Yeosock will come to Harrisburg from the City of Norwalk, Connecticut where he served as Principal Engineer since 2018, and was Assistant Principal Engineer prior to then since 1989. There, he helped implement mobility needs for over 90,000 residents across five major modes of transportation; walking, bicycling, car, public transit, and rail.
Among his crowning achievements in Norwalk include delivering more than $100 million in civil infrastructure projects devoted to traffic signals, recreational trails, green infrastructure, and streetscape improvements.
“I am so humbled to have been selected by Mayor Williams to be the next City Engineer for the City of Harrisburg,” Yeosock said. “I look forward to the opportunity to work would the Administration, City Council and all stakeholders on future projects like this and Vision Zero that will help make all modes of transportation in Harrisburg more friendly, sustainable, safe, and equitable.”
Yeosock’s top priority once he begins as Harrisburg’s chief engineer is to improve multimodal infrastructure and livability throughout the city. He will also work to build a stronger partnership with the Pennsylvania Department of Transportation District 8-0, and its new secretary, who will be announced and sworn-in once Governor-elect Josh Shapiro begins his term.
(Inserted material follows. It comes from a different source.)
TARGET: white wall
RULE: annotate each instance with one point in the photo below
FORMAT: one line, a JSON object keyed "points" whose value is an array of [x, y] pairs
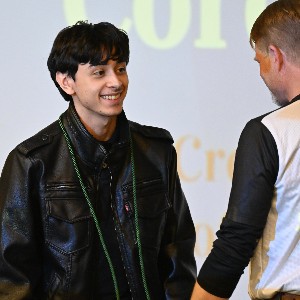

Developing an asset management program, and determining which roads in the city need paved and which bridges need rehabilitated will also be one of Yeosock’s top goals.
“Harrisburg has some of the oldest infrastructure in Pennsylvania, and Michael’s history and ability to modernize an aging transportation network made him a top candidate for us,” Mr. Hartman said.
Mr. Yeosock will also be expected to study the city’s current fleet of traffic and street lights and look for improvements. As Principal Engineer in Norwalk, he supervised a $5 million traffic signal upgrade, a $3 million regional multi-purpose recreational trail, and a $700,000 green infrastructure grant project. He will be expected to work with City of Harrisburg Grants Director Rebecca Vollmer to apply for grants from the $1.2 trillion Bipartisan Infrastructure Law signed by President Biden.
“I’m very eager to get to work in making Harrisburg an even greater city by making smart choices through an inclusive process,” he said. “We are going to integrate environmental and resilient thinking which takes advantage of the many grant opportunities now available to municipalities to safeguard and improve on their critical infrastructure.”
Yeosock is a native of Plains, Pennsylvania in Luzerne County. He currently sits on the Board of Directors for the Norwalk (CT) Tree Alliance and Friends of the Norwalk River Valley Trail. He is also a member of 26 different engineering and infrastructural-related groups.
Yeosock earned his Bachelor of Science degree in Engineering of Mines from West Virginia University, and carries six different Masters degrees in Space Resources, Legal Studies, Civil Engineering, Environmental Engineering, Construction and Engineering Management, and Mining Engineering Management.